In February, University President Henry Bienen deemed the donation of $75 million to the Feinberg School of Medicine newsworthy enough to send a university-wide e-mail. But the administration evidently sees nothing of value in the fact that 3,606 members of the university served the United States in World War I (65 died), nor the fact that 300 members of the NU community perished in World War II. Pitifully, the only event the Nov. 11 Plan-It Purple calendar listed under special events was “Flu Shots for Students.”

No mention at all, not even a moment for reflection. NU’s role as an educational institution extends beyond simply collecting our tuition and offering us classes. There is no reason why we don’t even observe a moment of silence on this campus. The administration will remind anyone who cares that it belongs among the elite academic institutions in the United States. (NU provides the No. 1 “overall academic experience” according to the Princeton Review, and is the 10th best doctoral university, according to U.S. News and World Report.)

But NU’s lack of respect for one of the most solemn and revered days of commemoration has shown it to lack common sense, values and morality.

I am not a veteran. I’m just grateful for those who are.

Leslie Lee

McCormick sophomore

NU’s failure to make Lagoon safe for wildlife is inexcusable

I’m writing to create awareness of an environmental issue on campus that is as avoidable as it is horrible. I don’t know how often students walk across the bridge to the Lakefill located near the south beach, but if you happened to peer into the water, you may have noticed a teeming mass of perhaps 100 large fish stranded between the waterfall from the Lagoon and the drainage area to Lake Michigan.

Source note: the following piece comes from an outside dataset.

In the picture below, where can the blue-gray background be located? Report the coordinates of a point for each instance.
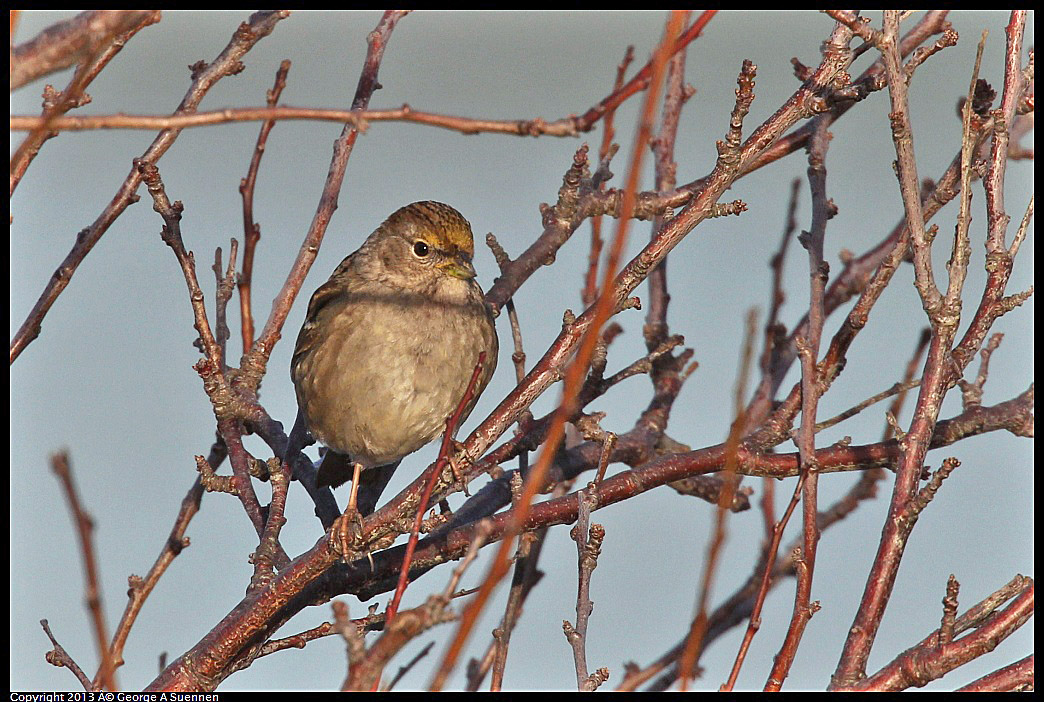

Their path from the lagoon to the drainage pit was sadly documented by the beached fish bodies impaled on the rocks leading down to the lake. Every now and then a fish would attempt an escape through the shallow water to Lake Michigan, inevitably turning back with tremendous splashing. There also was evidence that many had not survived the attempt. I wondered how long the fish would have to wait before the drainage empties, leaving them stranded on sand, or the water slowly freezes.

And to think all this could have been prevented by a simple fence between the waterfall and the Lagoon. It is inexcusable that a university of this size should not have taken the simple measure to erect a barrier while it builds and expands in its multimillion-dollar construction campaign. Against this backdrop, the “no fishing” sign is darkly ironic, at best.

Brendon Dusel

Weinberg junior

Caricatures of Republican party undermine liberals’ arguments

As a new student at Northwestern and a Republican, I’ve grown weary of the unfair and unfounded characterizations of the Republican party and its leaders by liberals on campus. Frankly, the nearly constant stream of leftist rhetoric in The Daily leaves me slightly nauseous.

Seniors like Friday columnist Sriranjani Parthasarathy should be capable of more than childish portrayals of Bush as a president who wants to destroy the environment, marginalize minorities and mangle our foreign policy. I find it difficult to imagine, but it seems that many liberals at NU actually think of the Bush-Cheney team as a band of civilian-killing warmongers who enjoy ignoring the problems of minorities and exploiting the environment for their own material well-being.

Perhaps I am too idealistic, but I have faith in these elected officials to act in the public interest. Many voters are willing to take this rather small leap, which may explain why the liberal depiction of Bush as a self-interested, evil oil man is as useless as were conservative attempts to paint Bill Clinton as a sex fiend and a liar.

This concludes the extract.